Respondents, though, noted fears surrounding inflation. However, survey respondents said they are not convinced recent price increases are structural or long term in nature and pointed to evidence that many of the increases are short term and transitory. Respondents said they are weighing that evidence against other data indicating at least some of the increases are indeed structural and could pose significant long-term problems.

"There are a number of structural issues that are being closely watched," said Leung. "Some of the inflation we're seeing could be transitory but some of it could be systemic. Additionally, given the amount of stimulus, you can ask yourself, how will all of this be unwound? Higher interest rates are on the table but maybe it could also require higher taxes in some countries."

On a risk assessment basis, survey respondents said they are now far more willing to carry or even add additional risk to their portfolios. In the March 2020 survey, respondents delivered a negative index reading of -38.1 in terms of their willingness to add risk. By June last year, respondents' appetite for risk was even lower at -42.6. However, as new stimulus began to appear last year, risk appetite among respondents improved to a -15.9 in September and -7.0 in December. But as 2021 got underway and even more stimulus came into the economy, risk appetite climbed to 4.2 in March and 20.5 in the last reading in the current survey.

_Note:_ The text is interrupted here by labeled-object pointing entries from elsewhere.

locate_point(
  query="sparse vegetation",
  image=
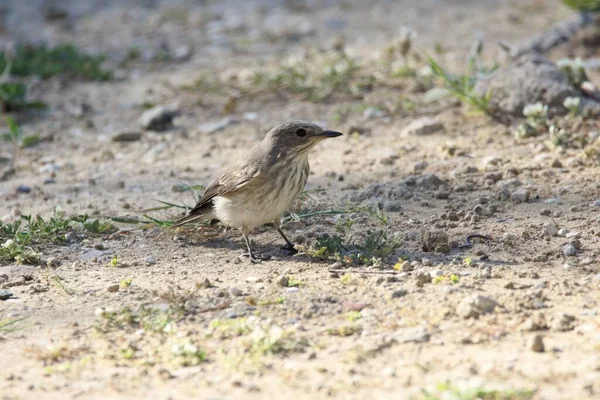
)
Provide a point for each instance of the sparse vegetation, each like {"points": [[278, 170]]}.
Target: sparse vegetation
{"points": [[46, 62], [463, 86], [449, 390], [375, 246], [19, 238]]}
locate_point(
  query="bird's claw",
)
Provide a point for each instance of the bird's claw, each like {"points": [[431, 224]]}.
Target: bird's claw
{"points": [[291, 250], [256, 258]]}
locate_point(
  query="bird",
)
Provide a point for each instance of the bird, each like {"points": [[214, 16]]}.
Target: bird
{"points": [[260, 186]]}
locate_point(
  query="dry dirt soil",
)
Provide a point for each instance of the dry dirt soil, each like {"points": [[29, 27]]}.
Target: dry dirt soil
{"points": [[148, 312]]}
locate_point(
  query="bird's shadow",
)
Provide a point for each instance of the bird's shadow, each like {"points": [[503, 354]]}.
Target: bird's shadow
{"points": [[231, 239]]}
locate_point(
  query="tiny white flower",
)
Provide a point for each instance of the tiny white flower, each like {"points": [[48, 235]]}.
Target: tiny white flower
{"points": [[536, 110], [564, 63], [572, 103]]}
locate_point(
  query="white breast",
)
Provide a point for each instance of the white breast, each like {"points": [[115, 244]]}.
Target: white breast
{"points": [[250, 208]]}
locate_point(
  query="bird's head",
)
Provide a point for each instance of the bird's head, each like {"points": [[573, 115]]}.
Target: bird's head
{"points": [[298, 136]]}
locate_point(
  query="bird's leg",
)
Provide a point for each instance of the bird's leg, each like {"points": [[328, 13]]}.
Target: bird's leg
{"points": [[250, 255], [289, 246]]}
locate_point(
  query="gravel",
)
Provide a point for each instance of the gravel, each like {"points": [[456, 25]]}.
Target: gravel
{"points": [[549, 229], [159, 118], [563, 322], [423, 126], [529, 79], [569, 250], [536, 344], [5, 294], [421, 278], [520, 195], [113, 288], [476, 305], [126, 136]]}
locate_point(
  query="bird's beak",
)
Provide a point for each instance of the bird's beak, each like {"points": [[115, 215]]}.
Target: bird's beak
{"points": [[328, 134]]}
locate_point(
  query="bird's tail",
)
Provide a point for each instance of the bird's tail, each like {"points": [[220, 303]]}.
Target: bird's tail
{"points": [[203, 213], [187, 219]]}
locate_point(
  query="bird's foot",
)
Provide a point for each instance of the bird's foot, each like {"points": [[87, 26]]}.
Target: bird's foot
{"points": [[289, 249], [255, 258]]}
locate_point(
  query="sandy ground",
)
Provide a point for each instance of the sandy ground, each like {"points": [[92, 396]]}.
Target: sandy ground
{"points": [[190, 320]]}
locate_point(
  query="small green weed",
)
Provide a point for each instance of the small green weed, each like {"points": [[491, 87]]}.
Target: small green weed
{"points": [[448, 390], [46, 62], [17, 239], [376, 245], [463, 88]]}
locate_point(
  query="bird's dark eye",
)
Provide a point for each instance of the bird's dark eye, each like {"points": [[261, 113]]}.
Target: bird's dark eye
{"points": [[301, 132]]}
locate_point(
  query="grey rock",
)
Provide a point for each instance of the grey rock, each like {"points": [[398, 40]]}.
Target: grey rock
{"points": [[563, 232], [396, 294], [126, 136], [529, 79], [411, 335], [283, 281], [435, 241], [5, 294], [569, 250], [213, 127], [549, 229], [423, 126], [182, 53], [563, 322], [536, 344], [23, 189], [159, 118], [519, 195], [94, 254], [150, 260], [475, 305], [429, 181], [421, 278]]}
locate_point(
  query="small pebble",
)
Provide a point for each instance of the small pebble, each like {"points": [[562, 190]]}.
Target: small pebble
{"points": [[475, 305], [549, 229], [563, 232], [126, 136], [520, 195], [569, 250], [5, 294], [283, 281], [150, 260], [536, 344], [421, 278], [23, 189]]}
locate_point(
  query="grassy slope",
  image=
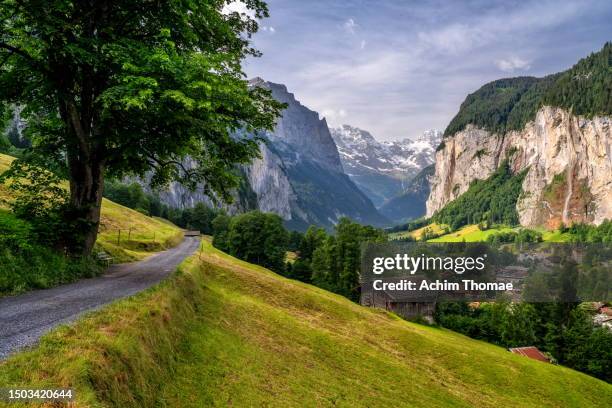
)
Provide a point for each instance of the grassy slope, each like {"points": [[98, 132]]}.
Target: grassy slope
{"points": [[225, 332], [148, 234], [416, 234], [472, 233]]}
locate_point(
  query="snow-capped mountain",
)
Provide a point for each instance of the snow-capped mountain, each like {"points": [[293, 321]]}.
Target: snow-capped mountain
{"points": [[383, 169]]}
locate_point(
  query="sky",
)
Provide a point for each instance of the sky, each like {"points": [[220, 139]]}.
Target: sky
{"points": [[398, 68]]}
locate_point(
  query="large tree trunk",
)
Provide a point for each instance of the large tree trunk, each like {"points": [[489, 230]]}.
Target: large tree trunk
{"points": [[86, 189]]}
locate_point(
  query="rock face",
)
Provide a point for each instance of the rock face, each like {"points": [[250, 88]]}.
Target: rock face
{"points": [[383, 170], [568, 161], [299, 175]]}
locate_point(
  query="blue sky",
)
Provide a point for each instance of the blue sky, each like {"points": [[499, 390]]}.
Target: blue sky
{"points": [[397, 68]]}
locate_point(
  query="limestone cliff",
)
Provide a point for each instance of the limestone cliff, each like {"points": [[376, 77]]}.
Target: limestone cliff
{"points": [[569, 162]]}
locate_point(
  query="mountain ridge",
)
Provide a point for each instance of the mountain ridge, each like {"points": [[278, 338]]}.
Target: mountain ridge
{"points": [[557, 128], [382, 170]]}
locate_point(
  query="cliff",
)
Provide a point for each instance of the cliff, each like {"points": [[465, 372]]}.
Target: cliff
{"points": [[556, 129], [569, 176]]}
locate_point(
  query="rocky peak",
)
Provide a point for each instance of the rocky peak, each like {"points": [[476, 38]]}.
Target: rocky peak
{"points": [[301, 129]]}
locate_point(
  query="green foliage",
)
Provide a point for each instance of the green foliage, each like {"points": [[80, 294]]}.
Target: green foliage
{"points": [[492, 200], [220, 226], [508, 104], [129, 195], [590, 233], [26, 264], [586, 88], [133, 196], [255, 237], [522, 236], [112, 93], [335, 260], [563, 330], [37, 193]]}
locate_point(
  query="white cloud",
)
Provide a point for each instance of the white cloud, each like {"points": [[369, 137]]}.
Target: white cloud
{"points": [[513, 64], [453, 39], [382, 68], [350, 25], [268, 29], [238, 7], [333, 116]]}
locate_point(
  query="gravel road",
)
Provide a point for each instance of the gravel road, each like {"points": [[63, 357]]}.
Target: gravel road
{"points": [[24, 318]]}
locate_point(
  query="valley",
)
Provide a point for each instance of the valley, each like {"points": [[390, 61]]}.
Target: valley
{"points": [[227, 332]]}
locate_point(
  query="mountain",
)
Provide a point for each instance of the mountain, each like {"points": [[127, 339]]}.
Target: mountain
{"points": [[299, 175], [557, 130], [411, 203], [383, 169]]}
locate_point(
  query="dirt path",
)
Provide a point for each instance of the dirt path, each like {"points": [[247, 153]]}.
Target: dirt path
{"points": [[24, 318]]}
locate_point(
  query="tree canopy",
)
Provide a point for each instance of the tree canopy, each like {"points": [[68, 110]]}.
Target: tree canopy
{"points": [[126, 87]]}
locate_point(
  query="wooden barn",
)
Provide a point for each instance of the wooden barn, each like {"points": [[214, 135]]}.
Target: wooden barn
{"points": [[404, 303]]}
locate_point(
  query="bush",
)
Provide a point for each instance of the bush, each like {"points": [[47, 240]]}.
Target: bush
{"points": [[25, 264]]}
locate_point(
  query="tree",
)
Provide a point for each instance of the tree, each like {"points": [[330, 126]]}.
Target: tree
{"points": [[258, 238], [220, 227], [112, 88]]}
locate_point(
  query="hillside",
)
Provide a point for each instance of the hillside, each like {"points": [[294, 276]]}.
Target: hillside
{"points": [[225, 332], [410, 204], [299, 175], [554, 131], [146, 234], [510, 103]]}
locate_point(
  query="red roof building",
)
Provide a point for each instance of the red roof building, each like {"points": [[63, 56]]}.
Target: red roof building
{"points": [[531, 352], [606, 310]]}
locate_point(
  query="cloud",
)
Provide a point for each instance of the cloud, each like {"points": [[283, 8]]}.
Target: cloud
{"points": [[453, 39], [350, 25], [238, 7], [360, 71], [513, 64], [333, 115], [268, 29]]}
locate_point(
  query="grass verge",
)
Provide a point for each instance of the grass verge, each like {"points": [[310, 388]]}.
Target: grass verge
{"points": [[223, 332]]}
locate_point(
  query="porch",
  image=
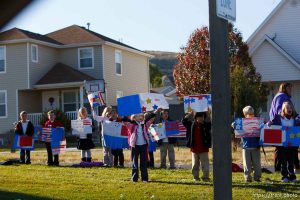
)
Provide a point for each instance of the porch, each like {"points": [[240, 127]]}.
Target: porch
{"points": [[36, 118]]}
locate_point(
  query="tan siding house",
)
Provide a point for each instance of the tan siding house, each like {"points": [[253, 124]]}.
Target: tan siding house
{"points": [[49, 71], [134, 77], [275, 50]]}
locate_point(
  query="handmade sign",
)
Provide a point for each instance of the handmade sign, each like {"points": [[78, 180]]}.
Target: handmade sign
{"points": [[96, 99], [81, 127], [292, 135], [153, 101], [23, 142], [45, 136], [115, 134], [272, 135], [158, 131], [248, 127], [175, 129], [197, 103], [58, 141], [139, 103], [280, 136], [38, 130]]}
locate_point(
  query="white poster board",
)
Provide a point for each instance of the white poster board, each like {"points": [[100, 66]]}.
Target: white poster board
{"points": [[81, 128]]}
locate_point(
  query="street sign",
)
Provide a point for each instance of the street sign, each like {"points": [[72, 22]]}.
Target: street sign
{"points": [[226, 9]]}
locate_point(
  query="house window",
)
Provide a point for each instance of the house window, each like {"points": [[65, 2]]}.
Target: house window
{"points": [[119, 94], [86, 58], [34, 53], [70, 101], [3, 103], [87, 104], [2, 59], [118, 61]]}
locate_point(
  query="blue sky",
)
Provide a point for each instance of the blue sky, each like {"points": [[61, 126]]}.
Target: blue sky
{"points": [[163, 25]]}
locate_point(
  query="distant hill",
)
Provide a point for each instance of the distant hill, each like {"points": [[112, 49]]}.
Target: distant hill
{"points": [[165, 61]]}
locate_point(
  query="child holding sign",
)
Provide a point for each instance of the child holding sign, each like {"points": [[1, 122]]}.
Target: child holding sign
{"points": [[199, 140], [85, 142], [139, 141], [251, 152], [51, 123], [24, 127], [286, 155]]}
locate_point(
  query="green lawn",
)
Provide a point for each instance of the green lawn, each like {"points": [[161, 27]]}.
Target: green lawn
{"points": [[38, 181]]}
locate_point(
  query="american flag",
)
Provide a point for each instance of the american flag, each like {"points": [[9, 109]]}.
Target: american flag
{"points": [[87, 122], [96, 99]]}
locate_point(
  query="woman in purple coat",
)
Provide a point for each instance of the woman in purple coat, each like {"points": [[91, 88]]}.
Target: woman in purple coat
{"points": [[284, 94]]}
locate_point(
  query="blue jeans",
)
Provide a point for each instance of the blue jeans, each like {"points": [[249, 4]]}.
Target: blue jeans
{"points": [[22, 156], [136, 152]]}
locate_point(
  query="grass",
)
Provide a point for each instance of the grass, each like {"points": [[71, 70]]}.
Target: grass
{"points": [[38, 181]]}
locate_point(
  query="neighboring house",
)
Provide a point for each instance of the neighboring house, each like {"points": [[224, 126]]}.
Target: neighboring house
{"points": [[275, 50], [42, 72]]}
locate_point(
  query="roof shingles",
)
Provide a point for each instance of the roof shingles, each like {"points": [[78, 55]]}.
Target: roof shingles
{"points": [[61, 73], [70, 35]]}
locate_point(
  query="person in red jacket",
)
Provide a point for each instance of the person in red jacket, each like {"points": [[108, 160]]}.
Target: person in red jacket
{"points": [[24, 127], [51, 123]]}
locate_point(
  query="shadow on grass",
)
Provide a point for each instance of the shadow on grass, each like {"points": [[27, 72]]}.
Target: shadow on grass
{"points": [[16, 195], [182, 183], [273, 186]]}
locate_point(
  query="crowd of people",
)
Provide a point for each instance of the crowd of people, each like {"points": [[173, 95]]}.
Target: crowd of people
{"points": [[198, 137]]}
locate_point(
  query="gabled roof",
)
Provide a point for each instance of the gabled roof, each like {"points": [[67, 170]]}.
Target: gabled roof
{"points": [[72, 36], [61, 73], [16, 33], [77, 34], [276, 9], [277, 47]]}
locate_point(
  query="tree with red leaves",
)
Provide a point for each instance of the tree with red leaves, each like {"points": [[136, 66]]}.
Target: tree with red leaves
{"points": [[192, 73]]}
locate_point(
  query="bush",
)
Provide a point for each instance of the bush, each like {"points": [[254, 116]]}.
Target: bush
{"points": [[61, 117]]}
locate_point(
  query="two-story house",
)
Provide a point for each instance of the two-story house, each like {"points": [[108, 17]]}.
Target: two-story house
{"points": [[42, 72], [275, 50]]}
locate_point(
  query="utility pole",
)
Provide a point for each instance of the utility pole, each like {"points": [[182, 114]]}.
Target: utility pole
{"points": [[220, 90]]}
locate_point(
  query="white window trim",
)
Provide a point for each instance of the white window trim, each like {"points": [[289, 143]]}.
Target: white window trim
{"points": [[3, 72], [37, 53], [5, 92], [118, 51], [63, 100], [79, 58]]}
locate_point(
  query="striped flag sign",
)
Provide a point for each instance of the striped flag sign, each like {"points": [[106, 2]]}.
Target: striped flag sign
{"points": [[248, 127], [197, 103], [45, 136], [61, 148], [96, 99], [158, 131], [272, 136], [58, 140], [23, 142], [81, 127], [175, 129], [280, 136], [115, 134]]}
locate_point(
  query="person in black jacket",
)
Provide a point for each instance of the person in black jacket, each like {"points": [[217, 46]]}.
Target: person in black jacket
{"points": [[166, 144], [24, 127], [199, 140]]}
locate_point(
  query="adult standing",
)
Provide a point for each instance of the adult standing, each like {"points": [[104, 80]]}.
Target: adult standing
{"points": [[284, 94]]}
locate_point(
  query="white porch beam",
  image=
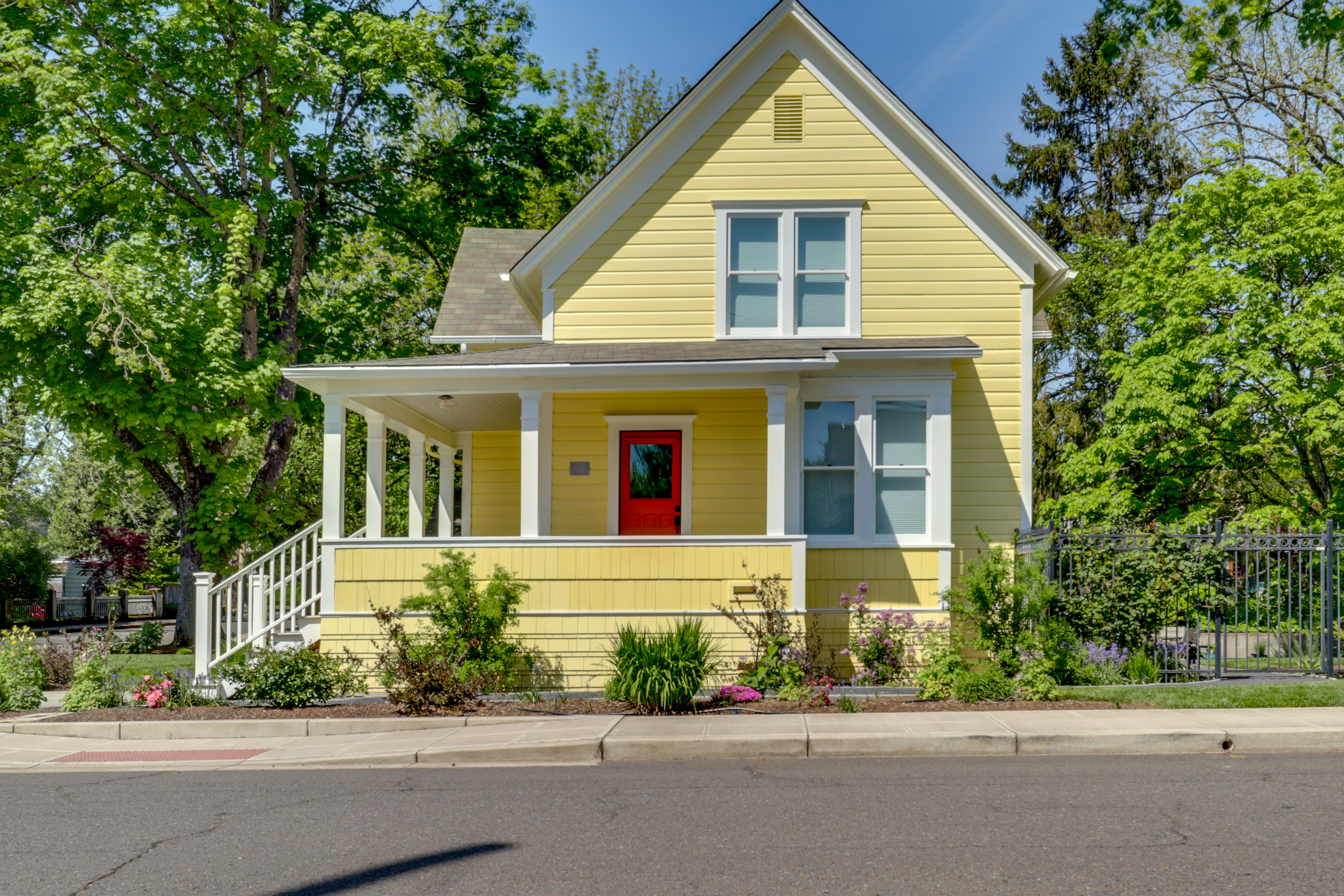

And from a default perspective, respondents forecast lower defaults globally over the next 12 months, but at different levels in different parts of the world. The most striking change in this survey is the outlook for European corporate debt among respondents. Three months ago, respondents gave Europe a -31.4 reading in terms of corporate credit defaults. In the latest survey, the European forecast has improved to 12.1. Respondents noted that not much has happened on a macro level. However, the European Central Bank has still been accommodative, and European governments have been pushed to do more.

The credit outlook survey is conducted among members of the IACPM, an association of 125 financial institutions across 26 countries. Members include portfolio managers at many of the world's largest commercial banks, investment banks and insurance companies as well as a number of asset managers. Members are surveyed at the beginning of each quarter.

Survey results are calculated as diffusion indexes, which show positive and negative values ranging from 100 to -100, as well as no change, which is in the middle of the scale and is recorded as 0.0. Positive numbers signify an expectation for improved credit conditions, specifically fewer defaults and narrower spreads, while negative numbers indicate expectations for deterioration with higher defaults and wider spreads.